2023年3月15日 05:00 | 有料記事

佐倉署和田駐在所の譜久村警部補=佐倉市(画像は一部加工してあります)
佐倉署地域課の警部補、譜久村智宏さん(49)は2011年3月11日、旭市内の海岸近くにあった駐在所に勤務していた。自身も津波にのみ込まれながら濁流から男性を救助し、行方不明者の捜索にも携わった。東日本大震災から12年。刑事に憧れ警察官になった譜久村さんは、あの日を境に「駐在さん」としての道を選び、今も地域住民に寄り添っている。
譜久村さんは沖縄県出身で、2002年に27歳で県警入りした。八千代署勤務などを経て、佐原署(現香取署)で念願の刑事に。10年9月、旭署の刑事課に配属予定だったが、急きょ半年間だけ同署矢指駐在所への赴任が決まった。
◆激しい揺れ、海岸へ
11年3月11日はバイクで走行中、激しい揺れに襲われた。急いで駐在所に戻り「津波が来るかもしれない」と救命胴衣を持ち、約60メートル離れた海岸に向かった。浜にいた親子連れやウオーキング中の人には、すぐに避難してもらった。
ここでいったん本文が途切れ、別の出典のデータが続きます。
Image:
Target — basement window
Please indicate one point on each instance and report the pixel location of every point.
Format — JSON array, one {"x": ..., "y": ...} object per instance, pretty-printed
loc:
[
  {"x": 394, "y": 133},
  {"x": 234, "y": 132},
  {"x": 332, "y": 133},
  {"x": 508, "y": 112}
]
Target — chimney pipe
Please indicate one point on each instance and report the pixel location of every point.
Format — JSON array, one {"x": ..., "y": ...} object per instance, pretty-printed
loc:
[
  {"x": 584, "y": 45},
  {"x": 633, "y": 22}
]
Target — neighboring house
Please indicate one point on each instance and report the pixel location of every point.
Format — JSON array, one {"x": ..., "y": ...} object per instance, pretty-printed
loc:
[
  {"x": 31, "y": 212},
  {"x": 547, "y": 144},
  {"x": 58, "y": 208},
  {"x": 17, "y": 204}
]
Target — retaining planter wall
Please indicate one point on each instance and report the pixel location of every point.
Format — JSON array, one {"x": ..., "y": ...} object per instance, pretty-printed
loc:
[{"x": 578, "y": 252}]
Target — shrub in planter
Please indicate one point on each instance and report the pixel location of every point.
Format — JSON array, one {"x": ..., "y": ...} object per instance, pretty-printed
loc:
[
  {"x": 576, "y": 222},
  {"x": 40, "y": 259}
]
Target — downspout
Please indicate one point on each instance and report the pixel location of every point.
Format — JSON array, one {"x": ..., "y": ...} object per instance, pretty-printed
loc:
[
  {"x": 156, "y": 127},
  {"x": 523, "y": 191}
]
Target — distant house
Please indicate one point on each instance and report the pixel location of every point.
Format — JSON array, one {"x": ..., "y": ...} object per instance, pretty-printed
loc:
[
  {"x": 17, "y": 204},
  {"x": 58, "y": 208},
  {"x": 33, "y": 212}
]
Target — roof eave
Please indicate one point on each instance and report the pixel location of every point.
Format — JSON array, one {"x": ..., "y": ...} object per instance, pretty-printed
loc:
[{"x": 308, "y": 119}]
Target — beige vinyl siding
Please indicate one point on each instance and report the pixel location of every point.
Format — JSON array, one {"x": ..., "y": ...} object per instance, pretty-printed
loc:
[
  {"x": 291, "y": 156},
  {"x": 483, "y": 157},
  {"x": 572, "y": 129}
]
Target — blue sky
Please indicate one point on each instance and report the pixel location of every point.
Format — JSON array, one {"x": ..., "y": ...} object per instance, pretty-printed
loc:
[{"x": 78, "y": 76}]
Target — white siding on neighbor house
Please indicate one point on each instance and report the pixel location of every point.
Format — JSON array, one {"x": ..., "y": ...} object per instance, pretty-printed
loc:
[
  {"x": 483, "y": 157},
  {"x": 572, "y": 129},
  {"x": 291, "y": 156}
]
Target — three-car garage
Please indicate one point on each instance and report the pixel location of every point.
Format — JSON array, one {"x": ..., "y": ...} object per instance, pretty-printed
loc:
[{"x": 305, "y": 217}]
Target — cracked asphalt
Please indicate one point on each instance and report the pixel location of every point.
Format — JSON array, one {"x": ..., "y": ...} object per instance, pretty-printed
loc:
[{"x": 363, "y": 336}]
警笛とバイクのクラクションを鳴らし、サーファーを海から上がらせた。波乗りをしていた人たちは「地震が発生したことに気付いていない様子だった」と振り返る。
無線で大津波警報の発令を知り海面を監視していると、海水が沖に引いていった。ごう音とともに津波が浜に接近してきて、自身も退避しようとした時に海岸に向かう男性を発見。走って男性の方に向かい腕をつかんだ瞬間、2人は津波にのみ込まれた。